A New York lawsuit is testing how old property laws may apply to dormant Bitcoin wallets. The case targets 39,069 Bitcoin addresses, including wallets linked to Satoshi Nakamoto.
The amended complaint was filed by a pseudonymous plaintiff named Noah Doe. Two Wyoming entities, ABC Company and XYZ Company, also joined the claim.
Together, the addresses hold nearly 3.8 million BTC. That equals about 18% of Bitcoin’s fixed 21 million supply.
Plaintiffs claim dormant Bitcoin wallets are lost property
The lawsuit argues that the wallets qualify as abandoned property under New York law. It says the addresses were found, reported, and left unclaimed for more than one year.
According to the complaint, the plaintiffs gave USB drives to the New York Police Department’s 17th Precinct. These drives listed the Bitcoin addresses named in the case.

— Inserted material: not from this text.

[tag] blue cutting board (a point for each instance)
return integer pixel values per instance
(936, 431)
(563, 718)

The plaintiffs also sent notices through Bitcoin’s OP_RETURN feature. They said the messages gave wallet owners a chance to respond within 90 days.
The legal claim relies on Article 7-B of New York’s Personal Property Law. That law lets a finder seek title to lost property after certain steps are completed.
However, Bitcoin wallets are not physical items. They exist on a public blockchain, and control depends on private cryptographic keys.
Satoshi-linked wallets valued below $10 in court claim
The lawsuit says each wallet should be valued below $10. Plaintiffs argue this is because the private keys are unavailable.
That claim creates a sharp divide with blockchain data. Galaxy Digital said the 39,069 addresses hold about $293.5 billion in Bitcoin.
The average address in the case holds 97.25 BTC. Galaxy said that amount is worth roughly $7.5 million at current prices.
The median wallet holds exactly 50 BTC. That figure matches Bitcoin’s early block reward and points to mining activity from the network’s first years.
Galaxy also said about 21,923 addresses show the Patoshi mining pattern. Researchers have long linked that pattern to wallets tied to Satoshi Nakamoto.
Those addresses hold around 1.096 million BTC. They remain among the most watched dormant coins on the Bitcoin ledger.
The case also names other unusual wallets. These include a wallet linked to the 2011 Mt. Gox breach and a known burn address.
Court ruling would not unlock the Bitcoin
A court order would not give the plaintiffs direct access to the Bitcoin. Only the private keys can move coins from those wallets.
Still, a favorable ruling could create legal pressure later. If any coins move to an exchange, custodian, or bank, plaintiffs could seek account freezes.
That would force wallet owners to appear in court. It could also require them to prove their ownership and identity.
The plaintiff is allowed to proceed under a pseudonym. Justice Kathy J. King granted that request due to claimed safety concerns.
Yet the case may force real owners to reveal themselves. This creates a conflict between privacy and property defense.
Galaxy Digital said a technical default could occur by late June 2026. That may happen if no wallet owner responds to the legal notices.
However, a default does not guarantee title. A judge must still review the claim, the service method, and the wallet valuation.
The main legal question remains simple but difficult. Can long-dormant Bitcoin be treated as abandoned property under New York law?
The answer may depend on whether silence proves abandonment. It may also depend on whether a court accepts a value below $10 per wallet.